I think it's clear that it's better for children in general and society in particular if the people who raise the child have an understood and legally-protected status in relationship to the child, a status that can legitimately be attacked because of real inadequacies (or worse) of the "care-givers", but not because one of them no longer finds the other's presence in the child's life to be convenient.
5.12.2007 1:46pm
JRL:

In your view, when a divorce happens, one parent should get the kids "completely," with the right to bar all contact between the kids and the other parent?

If so, is the excluded parent still potentially liable for child support?

Right. No contact and no support.
5.12.2007 1:50pm
Randy R. (mail):
Spartacus: I mentioned things such as health care and abuse because YOU raised the issue of the 'ideal' family. I contend that there is no such thing as an objective ideal family. What works best for you might not work best for someone else.

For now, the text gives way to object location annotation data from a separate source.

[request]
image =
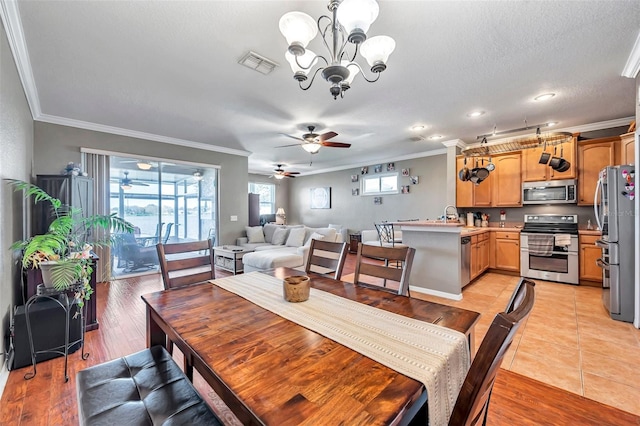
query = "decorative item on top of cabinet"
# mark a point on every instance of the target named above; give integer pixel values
(534, 171)
(506, 180)
(627, 148)
(589, 253)
(593, 156)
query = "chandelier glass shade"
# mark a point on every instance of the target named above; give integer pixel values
(345, 30)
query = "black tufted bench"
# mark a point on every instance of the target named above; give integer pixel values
(145, 388)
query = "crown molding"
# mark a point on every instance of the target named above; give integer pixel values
(441, 151)
(139, 135)
(632, 66)
(13, 28)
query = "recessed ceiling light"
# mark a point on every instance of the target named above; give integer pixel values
(544, 97)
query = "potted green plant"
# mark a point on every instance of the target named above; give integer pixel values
(63, 253)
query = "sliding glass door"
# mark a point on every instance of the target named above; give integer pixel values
(166, 203)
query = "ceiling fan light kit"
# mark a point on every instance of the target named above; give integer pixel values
(349, 24)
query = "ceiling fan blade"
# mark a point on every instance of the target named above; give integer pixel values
(328, 135)
(286, 146)
(336, 144)
(292, 137)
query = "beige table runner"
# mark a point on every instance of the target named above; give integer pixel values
(434, 355)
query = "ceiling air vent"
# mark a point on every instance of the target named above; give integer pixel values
(257, 63)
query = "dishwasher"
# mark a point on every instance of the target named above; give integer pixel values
(465, 261)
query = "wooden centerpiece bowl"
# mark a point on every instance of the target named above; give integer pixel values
(296, 288)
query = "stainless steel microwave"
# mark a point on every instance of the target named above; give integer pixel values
(549, 192)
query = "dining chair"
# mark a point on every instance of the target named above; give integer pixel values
(472, 405)
(327, 258)
(403, 256)
(183, 264)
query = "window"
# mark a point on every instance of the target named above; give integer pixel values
(267, 193)
(380, 184)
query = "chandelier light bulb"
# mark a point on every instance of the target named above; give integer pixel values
(298, 28)
(376, 51)
(311, 147)
(356, 16)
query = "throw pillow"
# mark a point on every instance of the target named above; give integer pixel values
(255, 234)
(279, 236)
(296, 237)
(314, 236)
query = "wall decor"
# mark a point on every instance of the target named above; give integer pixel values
(321, 198)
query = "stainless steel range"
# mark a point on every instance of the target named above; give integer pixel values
(549, 248)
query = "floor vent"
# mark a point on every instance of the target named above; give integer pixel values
(257, 63)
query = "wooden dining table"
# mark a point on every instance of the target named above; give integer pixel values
(269, 370)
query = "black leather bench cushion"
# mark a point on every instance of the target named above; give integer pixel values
(145, 388)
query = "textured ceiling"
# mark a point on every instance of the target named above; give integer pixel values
(170, 69)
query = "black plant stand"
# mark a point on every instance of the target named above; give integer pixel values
(61, 297)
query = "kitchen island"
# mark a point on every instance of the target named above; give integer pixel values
(437, 263)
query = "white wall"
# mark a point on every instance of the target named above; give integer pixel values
(16, 148)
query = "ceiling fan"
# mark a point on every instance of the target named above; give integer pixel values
(126, 183)
(312, 142)
(281, 174)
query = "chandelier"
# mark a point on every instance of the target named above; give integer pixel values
(347, 27)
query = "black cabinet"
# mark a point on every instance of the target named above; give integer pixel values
(73, 191)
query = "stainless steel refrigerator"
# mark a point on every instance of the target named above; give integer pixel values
(614, 211)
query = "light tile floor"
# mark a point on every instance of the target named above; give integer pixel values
(568, 341)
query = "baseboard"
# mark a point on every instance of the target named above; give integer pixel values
(435, 293)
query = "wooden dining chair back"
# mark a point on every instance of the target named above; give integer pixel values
(400, 257)
(472, 405)
(326, 258)
(186, 263)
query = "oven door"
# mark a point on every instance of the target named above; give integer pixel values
(560, 265)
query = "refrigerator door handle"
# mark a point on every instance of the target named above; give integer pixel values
(601, 263)
(595, 202)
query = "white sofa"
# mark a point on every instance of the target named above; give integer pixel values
(282, 245)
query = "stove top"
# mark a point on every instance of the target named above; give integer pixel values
(551, 224)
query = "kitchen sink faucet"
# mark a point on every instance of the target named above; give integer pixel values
(446, 209)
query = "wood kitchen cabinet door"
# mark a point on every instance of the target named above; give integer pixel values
(506, 180)
(593, 156)
(464, 190)
(627, 148)
(589, 253)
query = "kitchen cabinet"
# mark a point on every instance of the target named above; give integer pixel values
(589, 253)
(469, 194)
(506, 183)
(505, 250)
(593, 156)
(533, 171)
(627, 149)
(479, 254)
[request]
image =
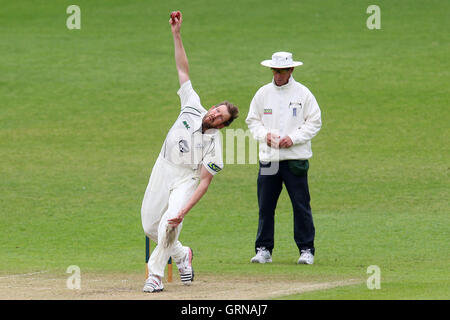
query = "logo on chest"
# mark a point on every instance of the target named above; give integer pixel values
(183, 146)
(186, 124)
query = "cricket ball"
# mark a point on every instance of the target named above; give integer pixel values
(175, 14)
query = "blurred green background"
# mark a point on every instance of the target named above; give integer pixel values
(83, 115)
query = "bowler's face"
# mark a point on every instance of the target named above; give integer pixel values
(216, 117)
(281, 76)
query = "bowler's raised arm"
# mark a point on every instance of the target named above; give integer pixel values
(180, 54)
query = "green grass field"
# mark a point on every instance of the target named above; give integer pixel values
(83, 115)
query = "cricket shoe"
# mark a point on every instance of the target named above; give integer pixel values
(185, 267)
(306, 257)
(262, 256)
(153, 284)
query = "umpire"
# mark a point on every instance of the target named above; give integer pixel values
(284, 116)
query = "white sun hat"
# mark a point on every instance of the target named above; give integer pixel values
(281, 60)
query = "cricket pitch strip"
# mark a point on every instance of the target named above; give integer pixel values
(94, 286)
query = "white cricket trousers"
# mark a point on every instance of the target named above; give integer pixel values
(169, 188)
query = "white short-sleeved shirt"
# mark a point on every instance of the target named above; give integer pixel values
(185, 144)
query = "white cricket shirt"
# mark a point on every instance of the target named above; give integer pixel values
(288, 110)
(185, 144)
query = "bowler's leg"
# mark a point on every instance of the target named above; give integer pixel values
(168, 244)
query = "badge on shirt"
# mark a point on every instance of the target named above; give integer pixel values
(294, 106)
(186, 125)
(214, 167)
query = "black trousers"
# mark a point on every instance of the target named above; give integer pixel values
(269, 189)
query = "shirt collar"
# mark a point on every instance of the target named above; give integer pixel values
(285, 86)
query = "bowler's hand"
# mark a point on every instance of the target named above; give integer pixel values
(286, 142)
(272, 140)
(175, 21)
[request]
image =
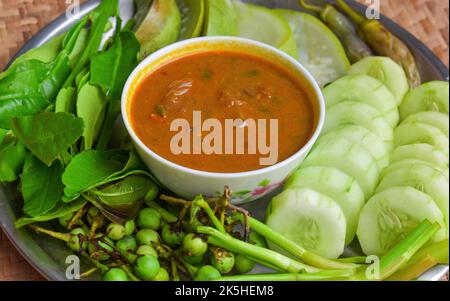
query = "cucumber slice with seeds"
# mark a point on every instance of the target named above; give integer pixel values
(220, 18)
(436, 119)
(409, 163)
(431, 96)
(356, 113)
(365, 89)
(309, 218)
(421, 151)
(350, 158)
(358, 134)
(423, 178)
(388, 217)
(265, 25)
(319, 50)
(386, 71)
(337, 185)
(412, 133)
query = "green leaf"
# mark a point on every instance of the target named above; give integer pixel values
(121, 201)
(41, 186)
(60, 210)
(91, 105)
(126, 191)
(99, 19)
(20, 91)
(46, 53)
(57, 75)
(111, 68)
(160, 27)
(48, 134)
(12, 156)
(66, 100)
(221, 19)
(89, 169)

Nonetheless, if you are going to talk about what is ideal, then you cannot artificially stop as certain points. Take two identical families, one that can afford decent health care, and one that cannot. The ideal would be to be able to afford health care, right? The family whose breadwinner cannot make enough to supply certain amounts of food, clothing, shelter, health care and so on that are regarded as the minimun cannot be considered ideal by anyone's standards. The father who sexually abuses his children isn't ideal, nor the mother who emotionally abuses the kids.

So either you talk about the ideal, which in my view is nonsense and doesn't get us anywhere, or you talk about what is preferred. That's a different concept altogether, and also allows for subjectiveness. For instance, we can say that a family with two parents is generally preferred over one, unless one of the parents is so abusive that you are better off with just one. A rich family is generally preferred over a poor family, but that doesn't mean that the poor family is any less able to function as well as the rich one. Likewise, a family of two mothers adopting a child is preferred over letting the child remain in an orphanage.

All this talk about the ideal family is just talk to bash anyone whose life isn't fitting someone's idea of a family. And yes, I mean bashing. So if the ideal is a mother and father, in their view, then a gay couple is having children is not the ideal, and we should do everything to stop it. Yet, they don't want to stop people from forming families if the ideal isn't met in any other area.